While the boon of technology keeps one grounded with their roots no matter where one is, it is also the best way to share information about ones’ traditions and culture.
Here are some interesting facts about Rath Yatra which you might know or might not:
1. The Unexplained Rainfall on the Day of Festival
Even though this unique festival most of the time falls during the Monsoon Season in India. According to certain record there hasn’t been a single Rath Yatra that it hasn’t rained. There have been times that it hasn’t rained for days before Rath Yatra and on that day it pours. Well I know it did in 1928 , according this rare video.
2. The Builders of the Chariot
Every year these humongous chariots are built from scratch by a team of carpenters (1400 approx.) who do this job every year voluntarily. Measuring almost 45ft High and having 18.16 and 14 wheels the three chariots are built to precision without any measuring tapes. All that is used is an ancient technique of measurement using hands and finger lengths.
Interesting thing to note is that to make this massive chariots not a single metal nail is used but the old school carpentry method of using wooden pegs and joints.
3. Even Gods Need Cajoling
Common Folklore has it that the deities refuse to go to their aunt’s house (Gundicha) and the chariots eerily refuse to budge even an inch with 1000s of people pulling it with brute force. But after much coaxing and requests done to the deities by their servitors does that Chariots finally start moving.
4. It’s a Legacy
There are a fixed number of families of traditional carpenters who build the chariots every year from the time of its inception and the methods, measurement, techniques etc. to build the same are handed down through generations.
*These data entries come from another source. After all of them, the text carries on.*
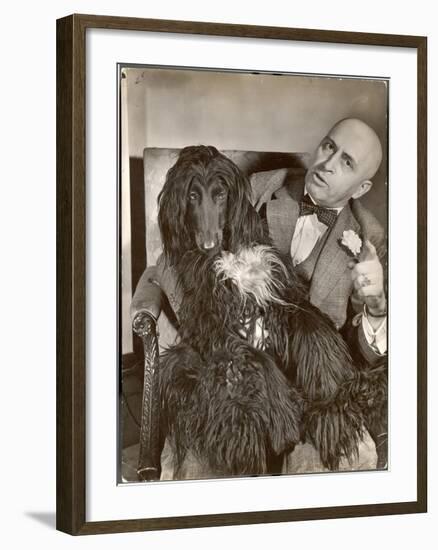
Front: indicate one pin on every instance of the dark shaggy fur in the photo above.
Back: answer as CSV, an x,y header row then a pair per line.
x,y
227,401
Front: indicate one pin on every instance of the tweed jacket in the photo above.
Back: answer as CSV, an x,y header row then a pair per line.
x,y
331,285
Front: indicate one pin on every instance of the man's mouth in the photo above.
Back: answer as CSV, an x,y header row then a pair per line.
x,y
318,179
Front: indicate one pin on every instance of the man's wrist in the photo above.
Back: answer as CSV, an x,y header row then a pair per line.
x,y
377,313
377,309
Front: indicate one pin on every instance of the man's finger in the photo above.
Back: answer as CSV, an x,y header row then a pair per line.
x,y
368,252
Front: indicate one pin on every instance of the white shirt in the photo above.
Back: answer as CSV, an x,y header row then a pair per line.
x,y
308,231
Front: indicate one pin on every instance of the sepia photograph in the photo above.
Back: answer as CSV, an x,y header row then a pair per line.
x,y
253,258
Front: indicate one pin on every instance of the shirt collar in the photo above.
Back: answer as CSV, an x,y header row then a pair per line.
x,y
337,210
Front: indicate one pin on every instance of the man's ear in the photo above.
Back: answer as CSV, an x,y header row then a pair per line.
x,y
364,187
All the chariots construction is started and finished simultaneously.
5. The Source of Wood
The wood used in the construction of this comes from two nearby forests Dashpalla and Ranapur. Since the amount of wood used for these chariots is a lot, double the amount of saplings are planted simultaneously.
6. The Naming Convention
Apart from the chariots, the flags on top of each as well as the ropes with which they are pulled each have a unique name.
7. A Humble Service
It is only after that the presiding king of Puri sweeps all the chariots with a broom made out of gold and using fragrant water that the pulling of the chariots commences.
8. Servitors to the Lord
Dahuka are a sect of servitors to the lords apart from Suaras and Mahasuaras. These Dahukas having a unique tradition of singing something known as Dahuka Boli or Dahuka Gita.Now these are mostly rhyming poems which symbolise things like fertility and life cycle and have a lot of explicit words which is generally not heard near religious ceremonies and are recited very openly without holding back any of this explicit lyrics. Apparently the legend goes as the Chariots do not move if these are not recited. But due to certain reasons this tradition was banned by the Temple officials from 1995 and apart from a few exceptions since then it is now a dying tradition.
9. A Grand Kitchen
The wood used in the making of these chariots after the festival are used to cook Mahaprasad which is made up of 56 different varieties and is cooked in the Temple kitchen which is the largest community kitchen in the world and can cook for up to 100000 people at a time. The amazing thing about this is that the amount of food cooked every day is the same and it has never been wasted ever.
10. Origin of Juggernaut
The English word Juggernaut is derived from Jagannath.
Meaning a large, heavy vehicle, especially an articulated lorry or a huge, powerful, and overwhelming force. When the British officials saw the sheer size of the chariots were astonished beyond imagination and formed this word for anything that was huge and a vehicle.
Rath Yatra is a larger than life spectacle and every year lakhs of devotees come to witness it in all its colour, customs and glory. Not just a festival, it is a staunch reminder of the belief and faith which binds us together.